Because of this, I feel the best option is to have start and end pointers. I can create sub-ranges of the backing data trivially without needing to modify the data, possibly corrupting other segments. For the purposes of the API I wrote to solve those issues, I use a special struct:

1
2
3
struct FluxBuffer {
uint8_t *start, *end;
};

This struct uses the start and end pointer method, and I have rewritten versions of most of the normal <string.h> functions to work with these structures. There’s bufcpy to copy data (and because size checks are trivial, it checks the size of the destination is large enough for holding the data in the source), buflcpy (which adds a NUL-terminator to the destination after the copy), bufcmp (which can optionally provided a pointer to where the comparison checks ended), and bufindex (which returns a pointer to the first instance of a character in the buffer).

I also provide a (FLUX_)BUFLIT (Buffer Literal) macro which makes use of the fact that string literals with the same contents can share an address (this breaks if they don’t, but I have a unit-test to sanity check that they do).

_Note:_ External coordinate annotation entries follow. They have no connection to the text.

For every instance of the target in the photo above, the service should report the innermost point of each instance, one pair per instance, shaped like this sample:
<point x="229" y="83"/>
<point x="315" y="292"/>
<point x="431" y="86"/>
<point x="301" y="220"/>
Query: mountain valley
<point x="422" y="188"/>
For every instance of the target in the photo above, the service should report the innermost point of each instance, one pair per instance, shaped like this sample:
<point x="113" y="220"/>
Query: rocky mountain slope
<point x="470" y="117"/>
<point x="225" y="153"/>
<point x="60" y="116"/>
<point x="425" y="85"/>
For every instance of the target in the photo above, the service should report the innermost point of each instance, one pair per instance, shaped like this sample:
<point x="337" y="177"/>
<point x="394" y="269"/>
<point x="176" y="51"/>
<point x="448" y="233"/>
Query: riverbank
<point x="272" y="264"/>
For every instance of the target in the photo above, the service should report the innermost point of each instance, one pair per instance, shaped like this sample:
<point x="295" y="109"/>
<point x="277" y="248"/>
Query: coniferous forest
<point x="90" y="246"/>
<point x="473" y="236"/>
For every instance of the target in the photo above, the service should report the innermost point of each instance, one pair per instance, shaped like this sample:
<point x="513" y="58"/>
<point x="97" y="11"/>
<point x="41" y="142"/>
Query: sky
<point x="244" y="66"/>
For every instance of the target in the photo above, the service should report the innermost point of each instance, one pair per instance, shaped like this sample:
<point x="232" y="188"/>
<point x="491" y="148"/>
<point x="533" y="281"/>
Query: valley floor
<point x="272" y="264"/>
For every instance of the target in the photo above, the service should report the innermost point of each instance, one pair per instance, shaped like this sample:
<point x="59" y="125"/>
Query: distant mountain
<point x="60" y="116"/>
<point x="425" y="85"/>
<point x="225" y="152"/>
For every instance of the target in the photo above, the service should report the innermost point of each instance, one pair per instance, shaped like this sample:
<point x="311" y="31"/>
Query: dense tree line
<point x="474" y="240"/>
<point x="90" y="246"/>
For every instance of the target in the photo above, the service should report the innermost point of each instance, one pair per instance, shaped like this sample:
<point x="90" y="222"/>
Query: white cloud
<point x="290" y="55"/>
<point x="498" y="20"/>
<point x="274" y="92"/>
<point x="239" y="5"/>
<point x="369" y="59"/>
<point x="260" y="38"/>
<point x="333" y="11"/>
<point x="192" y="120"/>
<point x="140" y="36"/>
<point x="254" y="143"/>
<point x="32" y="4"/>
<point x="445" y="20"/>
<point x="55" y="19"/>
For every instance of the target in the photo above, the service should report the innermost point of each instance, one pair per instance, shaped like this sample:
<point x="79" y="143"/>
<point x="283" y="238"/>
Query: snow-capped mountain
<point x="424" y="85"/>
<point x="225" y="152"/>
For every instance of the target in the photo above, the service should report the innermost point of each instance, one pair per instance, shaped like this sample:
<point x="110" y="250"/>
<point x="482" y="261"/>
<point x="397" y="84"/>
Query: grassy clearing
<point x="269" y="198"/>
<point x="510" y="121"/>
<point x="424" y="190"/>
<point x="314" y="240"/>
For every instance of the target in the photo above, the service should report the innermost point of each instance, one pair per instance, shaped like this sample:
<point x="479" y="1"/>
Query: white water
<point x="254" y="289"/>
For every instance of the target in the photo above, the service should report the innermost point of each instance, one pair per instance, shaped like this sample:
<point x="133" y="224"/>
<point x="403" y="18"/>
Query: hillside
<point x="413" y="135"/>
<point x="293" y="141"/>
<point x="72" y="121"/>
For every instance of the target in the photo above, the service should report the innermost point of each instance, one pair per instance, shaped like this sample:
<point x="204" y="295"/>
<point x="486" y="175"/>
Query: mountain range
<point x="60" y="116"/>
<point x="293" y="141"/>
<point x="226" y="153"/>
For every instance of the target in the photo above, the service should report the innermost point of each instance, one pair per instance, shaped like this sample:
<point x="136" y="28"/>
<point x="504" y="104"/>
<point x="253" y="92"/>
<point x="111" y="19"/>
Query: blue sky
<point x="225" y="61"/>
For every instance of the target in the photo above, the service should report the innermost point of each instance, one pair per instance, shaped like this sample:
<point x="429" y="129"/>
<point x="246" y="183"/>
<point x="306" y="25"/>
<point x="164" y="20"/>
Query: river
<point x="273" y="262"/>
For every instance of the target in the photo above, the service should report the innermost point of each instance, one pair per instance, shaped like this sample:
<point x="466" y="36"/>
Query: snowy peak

Due to how it is implimented, you can also provide a static buffer and call BUFLIT on it to get a valid buffer.

This means I can write code like:

1
2
3
4
5
6
7
8
9
10
11
12
13
14
15
16
uint8_t buffer[1 << 14], *p;
Buffer buf = BUFLIT(buffer);
ssize_t sz;

sz = recv(sock, buffer, sizeof(buffer));

// check sz for -1 error

buf.end = buffer + sz;

if (0 == bufeq(buf, BUFLIT("start"), &p)) {
// `bufeq` is a more lenient `bufcmp`, and will not fail on a comparison of the final NUL-terminator character in the second argument (arguments are otherwise exactly the same)
// `p` points to the point in `buf` after the last good match
// This means that if we recieved exactly five characters ('s', 't', 'a', 'r', 't') then `p == buf.end` will be true
// otherwise, we could use this behavior to parse out more of the recieved data by setting `buf.start` to `p`
}

With more functions provided, and some more helper macros (possibly one to fill both pointer and size arguments of common functions), we could keep code both safe and readable.

In the event one recieves a NUL-terminated string into a buffer:

1
2
3
4
5
6
uint8_t buffer[1 << 14];
Buffer buf = BUFLIT(buffer);

functionThatWritesNULTerminatedString(buffer);

buf.end = bufindex(buf, 0); // Note: this means that end points to the NUL rather than one-passed it. This is more usefull when wanting to then serialize this string for transmission or storage.

If we need to process multiple sub strings based on some kind of sentinel (eg: reading a buffer line-by-line):

1
2
3
4
5
6
7
8
9
10
11
12
Buffer buf = getBufferToProcess(), line;

line.start = buf.start;
line.end = bufindex(buf, '\n'); // Returns either buf.end or a pointer to a '\n'

while (line.start < buf.end) {
processLine(line);

line.start = line.end + 1; // skip the '\n'
line.end = buf.end;
line.end = bufindex(line, '\n');
}

… or using the bufadvance macro:

1
2
3
4
5
6
7
8
9
10
11
12
13
Buffer buf = getBufferToProcess(), line;

line.start = buf.start;
line.end = buf.start;

while (line.start < buf.end) {
bufadvance(line.end, buf.end, '\n' != *line.end);

processLine(line);

line.end++;
line.start = line.end;
}

Because the functions to deal with text data and binary data are the same, one doesn’t need to deal with conversions between the requirements of the two function requirements. A substring can easily be produced without needing to create a new copy of the data.